How categorization defines us

I came across an interesting essay on Asperger’s syndrome. It investigated how the new disease category was established and the effects the diagnosis had on the self-understanding of the people diagnosed. On the broader spectrum, it touched on how categorization works to define who we are.

When it comes to Asperger’s, there is a lot of disagreement on what defines the syndrome, which leaves the diagnostic criteria rather vague. The introduction of a subclinical variant led to that people who exhibited Asperger’s-like behavior could be categorized, and clinicians became attentive to behavior that up until that point had not been relevant within psychiatry. It allowed for normal and deviant behavior to be interpreted in a new way. By establishing the category, a large group of people who had previously been defined as normal could suddenly be classified as ill.

A glorious history was also attached to the disease. Successful historical figures like Ludvig Wittgenstein were described as Asperger’s personalities which contributed to a form of self-understanding that made the syndrome easier to live with.

The philosopher Ian Hacking has taken an interest in the categorizations of people, both in how they affect those categorized and further how the effects on people, in turn, change the categorization. As people change within a category, they are no longer the same people as before – something Hacking refers to as a “looping effect.” The sciences sometimes create kinds of people that didn’t exist before, thus they’re “making up people.” This often happens in fields like psychology and psychiatry.

The classification of people can be described as nominalistic, which means that the general ideas are mere names without a corresponding reality. Hacking mentions Nietzsche as a potential first dynamic nominalist.
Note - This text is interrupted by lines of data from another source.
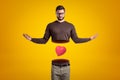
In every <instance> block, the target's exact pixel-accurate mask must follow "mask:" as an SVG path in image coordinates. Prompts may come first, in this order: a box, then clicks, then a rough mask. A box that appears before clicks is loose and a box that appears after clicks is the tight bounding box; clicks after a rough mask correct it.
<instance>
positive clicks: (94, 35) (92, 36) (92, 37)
mask: <svg viewBox="0 0 120 80" xmlns="http://www.w3.org/2000/svg"><path fill="white" fill-rule="evenodd" d="M97 36H98V34H95V35H93V36H91V37H90V39H91V40H93V39H95V38H96V37H97Z"/></svg>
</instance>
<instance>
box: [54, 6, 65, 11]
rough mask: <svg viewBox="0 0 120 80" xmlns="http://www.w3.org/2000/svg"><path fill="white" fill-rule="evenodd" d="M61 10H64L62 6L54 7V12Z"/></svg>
mask: <svg viewBox="0 0 120 80" xmlns="http://www.w3.org/2000/svg"><path fill="white" fill-rule="evenodd" d="M62 9H63V10H64V11H65V8H64V7H63V6H62V5H58V6H57V7H56V11H57V10H62Z"/></svg>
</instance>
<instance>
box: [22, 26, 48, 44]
mask: <svg viewBox="0 0 120 80" xmlns="http://www.w3.org/2000/svg"><path fill="white" fill-rule="evenodd" d="M23 36H24V37H25V38H26V39H28V40H30V41H32V42H34V43H37V44H45V43H47V41H48V40H49V38H50V30H49V26H47V28H46V30H45V34H44V37H43V38H31V37H30V36H29V35H28V34H23Z"/></svg>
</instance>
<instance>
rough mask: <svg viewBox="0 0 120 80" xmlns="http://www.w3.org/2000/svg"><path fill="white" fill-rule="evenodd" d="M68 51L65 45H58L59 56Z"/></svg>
mask: <svg viewBox="0 0 120 80" xmlns="http://www.w3.org/2000/svg"><path fill="white" fill-rule="evenodd" d="M65 52H66V48H65V47H64V46H57V47H56V53H57V56H61V55H63V54H64V53H65Z"/></svg>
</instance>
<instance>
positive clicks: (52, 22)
mask: <svg viewBox="0 0 120 80" xmlns="http://www.w3.org/2000/svg"><path fill="white" fill-rule="evenodd" d="M55 23H56V21H52V22H50V23H48V25H52V24H55Z"/></svg>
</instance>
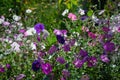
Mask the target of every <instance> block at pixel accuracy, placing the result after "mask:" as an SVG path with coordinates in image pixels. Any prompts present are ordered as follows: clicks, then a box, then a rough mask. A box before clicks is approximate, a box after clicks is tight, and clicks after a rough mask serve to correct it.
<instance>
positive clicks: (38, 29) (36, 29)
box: [34, 23, 45, 34]
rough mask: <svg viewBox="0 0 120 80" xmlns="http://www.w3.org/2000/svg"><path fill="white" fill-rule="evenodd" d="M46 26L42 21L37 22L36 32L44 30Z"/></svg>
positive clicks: (35, 25)
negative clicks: (39, 22)
mask: <svg viewBox="0 0 120 80" xmlns="http://www.w3.org/2000/svg"><path fill="white" fill-rule="evenodd" d="M44 28H45V26H44V24H42V23H37V24H36V25H35V26H34V29H35V30H36V33H38V34H39V33H40V32H41V31H43V30H44Z"/></svg>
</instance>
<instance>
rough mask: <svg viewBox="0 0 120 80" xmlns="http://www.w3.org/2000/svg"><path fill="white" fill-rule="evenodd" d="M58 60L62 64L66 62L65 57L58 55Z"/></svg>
mask: <svg viewBox="0 0 120 80" xmlns="http://www.w3.org/2000/svg"><path fill="white" fill-rule="evenodd" d="M56 61H57V62H59V63H60V64H64V63H65V59H64V58H63V57H58V58H57V59H56Z"/></svg>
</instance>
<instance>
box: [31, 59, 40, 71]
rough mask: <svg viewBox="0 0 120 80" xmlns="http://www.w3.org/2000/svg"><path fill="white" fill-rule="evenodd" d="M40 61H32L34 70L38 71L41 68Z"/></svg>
mask: <svg viewBox="0 0 120 80" xmlns="http://www.w3.org/2000/svg"><path fill="white" fill-rule="evenodd" d="M40 66H41V65H40V61H39V60H35V61H34V62H33V63H32V70H33V71H38V70H39V69H40Z"/></svg>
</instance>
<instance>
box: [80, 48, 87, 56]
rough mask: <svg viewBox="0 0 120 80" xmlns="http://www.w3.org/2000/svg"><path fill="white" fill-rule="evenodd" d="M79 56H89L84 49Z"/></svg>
mask: <svg viewBox="0 0 120 80" xmlns="http://www.w3.org/2000/svg"><path fill="white" fill-rule="evenodd" d="M79 54H80V55H81V56H82V57H86V56H88V53H87V51H85V50H82V49H81V50H80V52H79Z"/></svg>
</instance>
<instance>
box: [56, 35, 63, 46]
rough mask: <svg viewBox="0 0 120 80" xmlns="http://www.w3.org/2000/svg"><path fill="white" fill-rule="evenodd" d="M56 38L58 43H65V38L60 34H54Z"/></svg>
mask: <svg viewBox="0 0 120 80" xmlns="http://www.w3.org/2000/svg"><path fill="white" fill-rule="evenodd" d="M56 38H57V41H58V42H59V43H60V44H64V43H65V39H64V37H63V36H61V35H56Z"/></svg>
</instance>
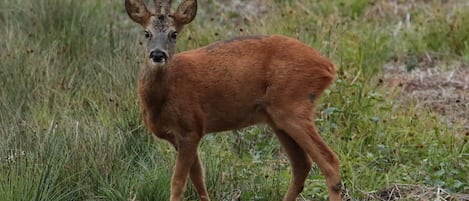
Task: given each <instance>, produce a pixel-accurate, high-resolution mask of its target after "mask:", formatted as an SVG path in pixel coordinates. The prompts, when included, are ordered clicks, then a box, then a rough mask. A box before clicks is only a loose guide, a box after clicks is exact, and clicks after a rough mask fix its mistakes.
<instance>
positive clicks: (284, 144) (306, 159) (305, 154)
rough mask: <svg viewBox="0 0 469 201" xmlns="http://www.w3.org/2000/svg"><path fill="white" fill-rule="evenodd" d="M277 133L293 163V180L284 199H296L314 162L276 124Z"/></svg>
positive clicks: (273, 126) (275, 129)
mask: <svg viewBox="0 0 469 201" xmlns="http://www.w3.org/2000/svg"><path fill="white" fill-rule="evenodd" d="M272 127H273V128H274V130H275V134H276V135H277V138H278V139H279V141H280V144H281V145H282V147H283V148H284V149H285V152H286V153H287V155H288V159H289V160H290V163H291V165H292V174H293V176H292V180H291V181H290V186H289V187H288V192H287V194H285V197H284V198H283V201H295V200H296V198H297V197H298V195H299V194H300V193H301V191H303V187H304V183H305V180H306V177H307V176H308V173H309V171H310V169H311V166H312V164H313V162H312V161H311V158H309V156H308V155H307V154H306V153H305V152H304V151H303V149H302V148H301V147H300V146H299V145H298V144H297V143H296V142H295V141H294V140H293V139H292V138H291V137H290V136H289V135H288V134H287V133H285V131H283V130H280V129H277V128H276V127H275V126H274V125H272Z"/></svg>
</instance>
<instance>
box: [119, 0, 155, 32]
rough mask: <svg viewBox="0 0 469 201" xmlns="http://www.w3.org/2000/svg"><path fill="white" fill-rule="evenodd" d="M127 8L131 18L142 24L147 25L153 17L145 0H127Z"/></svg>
mask: <svg viewBox="0 0 469 201" xmlns="http://www.w3.org/2000/svg"><path fill="white" fill-rule="evenodd" d="M125 10H126V11H127V14H128V15H129V17H130V19H132V20H133V21H134V22H136V23H139V24H141V25H142V26H145V25H146V24H147V22H148V20H149V19H150V17H151V13H150V11H148V9H147V7H146V6H145V3H144V2H143V0H125Z"/></svg>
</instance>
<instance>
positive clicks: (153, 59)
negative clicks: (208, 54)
mask: <svg viewBox="0 0 469 201" xmlns="http://www.w3.org/2000/svg"><path fill="white" fill-rule="evenodd" d="M154 1H155V11H154V12H151V11H150V10H149V9H148V8H147V7H146V6H145V3H144V2H143V0H125V9H126V11H127V14H128V15H129V17H130V18H131V19H132V20H133V21H134V22H136V23H138V24H140V25H142V27H143V28H144V29H145V31H144V34H145V38H146V39H147V45H146V47H147V48H146V54H147V59H148V60H149V62H148V63H149V64H151V65H153V66H164V65H165V64H166V63H167V62H168V60H169V59H170V58H171V57H172V56H173V54H174V53H175V49H176V40H177V37H178V33H179V31H181V29H182V28H183V26H184V25H186V24H188V23H190V22H191V21H192V20H193V19H194V18H195V15H196V13H197V0H184V1H183V2H182V3H181V4H180V5H179V7H178V8H177V10H176V11H175V12H173V13H170V8H171V0H154Z"/></svg>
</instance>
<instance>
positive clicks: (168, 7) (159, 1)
mask: <svg viewBox="0 0 469 201" xmlns="http://www.w3.org/2000/svg"><path fill="white" fill-rule="evenodd" d="M154 2H155V7H156V15H161V14H163V15H169V12H170V10H171V2H172V1H171V0H154ZM161 8H163V9H164V12H163V13H161Z"/></svg>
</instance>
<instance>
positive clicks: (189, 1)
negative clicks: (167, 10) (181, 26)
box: [173, 0, 197, 25]
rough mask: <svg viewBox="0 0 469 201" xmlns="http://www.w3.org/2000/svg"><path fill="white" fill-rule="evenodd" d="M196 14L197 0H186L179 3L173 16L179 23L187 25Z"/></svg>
mask: <svg viewBox="0 0 469 201" xmlns="http://www.w3.org/2000/svg"><path fill="white" fill-rule="evenodd" d="M196 14H197V0H185V1H184V2H182V3H181V4H180V5H179V7H178V9H177V10H176V12H175V13H174V14H173V16H174V19H175V20H176V22H177V23H178V24H179V25H186V24H188V23H189V22H192V20H194V18H195V15H196Z"/></svg>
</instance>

In The Gay Science, he wrote that “There is something that causes me the greatest difficulty, and continues to do so without relief: unspeakably more depends on what things are called than on what they are.” The aphorism ends by stating that “creating new names and assessments and apparent truths is enough to create new things.” It also applies to the making up of people that Hacking describes.

All this made me think about what categorizing myself as schizophrenic has done to my self-understanding and how I perceive myself because of it. While schizophrenia comes with a social stigma, there’s just like with Asperger’s the romantic notion of the mad genius. Experience tells me though, that few successful creative ventures come out of psychosis as the mind is too disorganized to function. The most important thing I’ve taken away from my diagnosis is that the condition can be managed. Through group therapy, I learned that my experience is not unique. By being categorized, I no longer navigate the straits of madness alone. Still, I guess I remain, in a sense, a made-up person that exists in a new way.